Apply sunscreen liberally twenty minutes or so before you get into the pool. This is a safety issue as well as a comfort issue. Sun exposure can lead to long-term skin damage, including cancer. In the short term, it can lead to a painful sunburn. You might also consider having your child wear a long-sleeved T-shirt that’s designed for sun protection over his swimsuit.

Do Wear Synthetic Fabrics

If you do have him wear a T-shirt, choose a synthetic fabric designed to dry quickly, not cotton. Cotton becomes heavy when it’s wet. It can also become rough and uncomfortable to the skin when it’s wet. It does nothing to keep you warm in the water, and once you get out of the water, a wet cotton T-shirt will continue to draw heat from your body, keeping you as cold as if you’d remained in the pool.

Do Wear a Wet Suit If the Pool Is Cool

Consider a wet suit if the pool is cool. Kids lose body heat faster than adults. Most pools are kept at 70 to 80 degrees F. The ideal pool temperature for kids is at least 80 degrees F, preferably warmer. For infants, the pool must be very warm, around 95 degrees F.

Do Wear Goggles

If your child will wear them, he’ll be more comfortable learning to swim if he wears goggles. They’re great for protecting his eyes from the pool chemicals and for helping him adjust to putting his head under the water.

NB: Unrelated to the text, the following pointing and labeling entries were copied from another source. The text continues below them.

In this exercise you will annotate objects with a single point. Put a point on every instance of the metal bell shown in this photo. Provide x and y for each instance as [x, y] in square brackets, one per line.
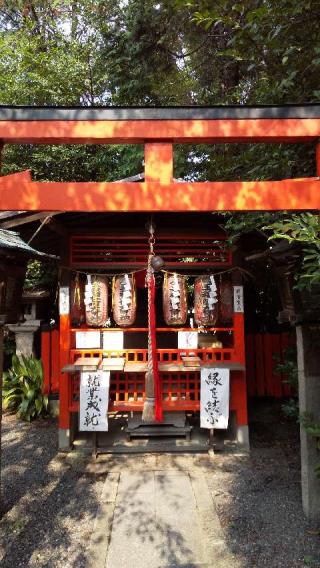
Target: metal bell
[157, 263]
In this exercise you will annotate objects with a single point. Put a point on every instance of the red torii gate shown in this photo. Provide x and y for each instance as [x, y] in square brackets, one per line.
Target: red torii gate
[158, 129]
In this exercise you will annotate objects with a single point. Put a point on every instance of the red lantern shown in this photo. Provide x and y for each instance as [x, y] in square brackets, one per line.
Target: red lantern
[96, 301]
[226, 303]
[205, 301]
[175, 303]
[124, 304]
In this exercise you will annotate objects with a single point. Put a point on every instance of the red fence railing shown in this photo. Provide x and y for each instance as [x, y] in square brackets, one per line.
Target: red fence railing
[262, 349]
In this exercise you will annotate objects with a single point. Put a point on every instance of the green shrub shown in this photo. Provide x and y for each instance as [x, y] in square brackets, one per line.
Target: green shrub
[22, 388]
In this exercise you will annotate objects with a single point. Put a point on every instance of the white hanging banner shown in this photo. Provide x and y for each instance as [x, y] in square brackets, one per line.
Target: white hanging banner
[214, 398]
[94, 401]
[238, 299]
[87, 339]
[187, 339]
[64, 301]
[113, 340]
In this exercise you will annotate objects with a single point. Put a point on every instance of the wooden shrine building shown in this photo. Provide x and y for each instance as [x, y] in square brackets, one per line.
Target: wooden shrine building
[103, 233]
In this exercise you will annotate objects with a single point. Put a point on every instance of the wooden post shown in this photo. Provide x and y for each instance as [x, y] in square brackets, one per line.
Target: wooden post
[158, 162]
[65, 435]
[2, 320]
[318, 159]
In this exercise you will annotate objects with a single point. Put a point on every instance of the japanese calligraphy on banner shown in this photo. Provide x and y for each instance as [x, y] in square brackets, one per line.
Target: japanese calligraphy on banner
[113, 340]
[64, 301]
[94, 400]
[214, 398]
[87, 339]
[238, 299]
[187, 339]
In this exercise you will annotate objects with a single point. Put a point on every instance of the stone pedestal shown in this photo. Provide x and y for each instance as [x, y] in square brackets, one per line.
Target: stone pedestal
[24, 333]
[308, 344]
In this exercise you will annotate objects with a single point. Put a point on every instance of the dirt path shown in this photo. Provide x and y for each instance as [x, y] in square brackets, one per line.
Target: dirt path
[251, 504]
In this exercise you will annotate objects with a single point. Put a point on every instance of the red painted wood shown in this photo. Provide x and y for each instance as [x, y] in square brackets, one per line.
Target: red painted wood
[250, 365]
[45, 358]
[139, 131]
[268, 362]
[285, 342]
[276, 353]
[65, 385]
[260, 368]
[155, 196]
[55, 361]
[238, 324]
[238, 397]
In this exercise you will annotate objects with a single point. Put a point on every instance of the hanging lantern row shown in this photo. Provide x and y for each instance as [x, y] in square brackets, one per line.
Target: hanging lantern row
[90, 301]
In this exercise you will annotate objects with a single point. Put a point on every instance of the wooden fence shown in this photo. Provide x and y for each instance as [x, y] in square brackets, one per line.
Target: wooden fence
[262, 349]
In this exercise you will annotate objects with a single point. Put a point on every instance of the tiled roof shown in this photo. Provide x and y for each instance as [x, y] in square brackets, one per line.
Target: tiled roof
[11, 240]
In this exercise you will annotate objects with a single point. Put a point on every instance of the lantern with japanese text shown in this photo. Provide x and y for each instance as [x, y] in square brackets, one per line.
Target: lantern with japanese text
[205, 300]
[175, 303]
[124, 304]
[96, 300]
[226, 302]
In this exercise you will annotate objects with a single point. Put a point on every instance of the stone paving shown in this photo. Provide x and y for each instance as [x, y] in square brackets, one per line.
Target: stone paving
[154, 517]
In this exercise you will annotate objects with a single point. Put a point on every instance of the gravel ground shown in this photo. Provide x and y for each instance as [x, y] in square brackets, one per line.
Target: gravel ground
[50, 500]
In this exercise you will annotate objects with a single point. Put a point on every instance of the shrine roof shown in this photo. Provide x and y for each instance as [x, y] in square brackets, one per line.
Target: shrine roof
[31, 113]
[12, 241]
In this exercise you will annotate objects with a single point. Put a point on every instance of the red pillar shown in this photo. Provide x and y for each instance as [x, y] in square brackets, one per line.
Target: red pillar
[45, 358]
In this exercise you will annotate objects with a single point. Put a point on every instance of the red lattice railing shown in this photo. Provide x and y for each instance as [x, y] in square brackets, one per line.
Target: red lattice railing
[102, 251]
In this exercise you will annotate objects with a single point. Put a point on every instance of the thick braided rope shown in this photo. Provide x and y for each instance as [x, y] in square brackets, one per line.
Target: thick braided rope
[149, 274]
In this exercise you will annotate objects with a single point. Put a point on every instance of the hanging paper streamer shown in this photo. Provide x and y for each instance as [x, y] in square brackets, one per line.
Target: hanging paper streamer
[94, 401]
[214, 398]
[205, 300]
[175, 304]
[226, 303]
[96, 301]
[124, 305]
[78, 313]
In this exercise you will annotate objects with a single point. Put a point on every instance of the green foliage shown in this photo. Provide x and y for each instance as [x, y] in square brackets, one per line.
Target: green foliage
[289, 368]
[141, 52]
[9, 343]
[303, 228]
[22, 388]
[40, 275]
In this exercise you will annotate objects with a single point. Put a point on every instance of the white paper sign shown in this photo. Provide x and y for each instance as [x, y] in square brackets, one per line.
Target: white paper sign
[113, 340]
[64, 301]
[94, 401]
[214, 398]
[88, 339]
[187, 339]
[238, 299]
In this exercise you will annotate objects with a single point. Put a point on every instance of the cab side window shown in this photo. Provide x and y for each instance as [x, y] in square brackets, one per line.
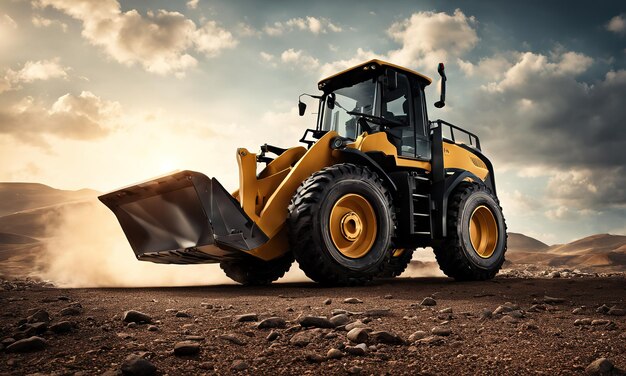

You can have your child practice wearing goggles on dry land and in the swimming pool. If he’s already used to wearing goggles before he gets into the pool for the first time, he’ll have one fewer new thing to adjust to.

Don’t Wear Sunglasses

This don’t is especially for you, grownup. You want to be able to have good eye contact with your child. If you need to shield your eyes from the sun, choose a baseball cap or another hat with a brim.


Time to Play! Getting into the Pool

Kids learn by playing. The more you can make learning to swim fun for your kids, the more they’ll like it, the quicker they’ll learn, and the more fun you’ll have teaching them. This game can help you ease a kid who’s nervous about the water into climbing into the swimming pool.

Have your child pretend to be a plant or tree reaching its roots into the ground. Have him sit on the edge of the pool. How does it feel when the tips of his roots—I mean toes—touch the water? Can he dip them in farther? Can he wiggle and stretch them? Can he stand on the step and reach his arms up like branches while his legs are under the surface? Can he stretch his roots down to the next step? What nutrients are his roots getting from the water? What kind of tree is he? A cherry tree? Does he giggle if you pick cherries from his branches? Try not to tickle!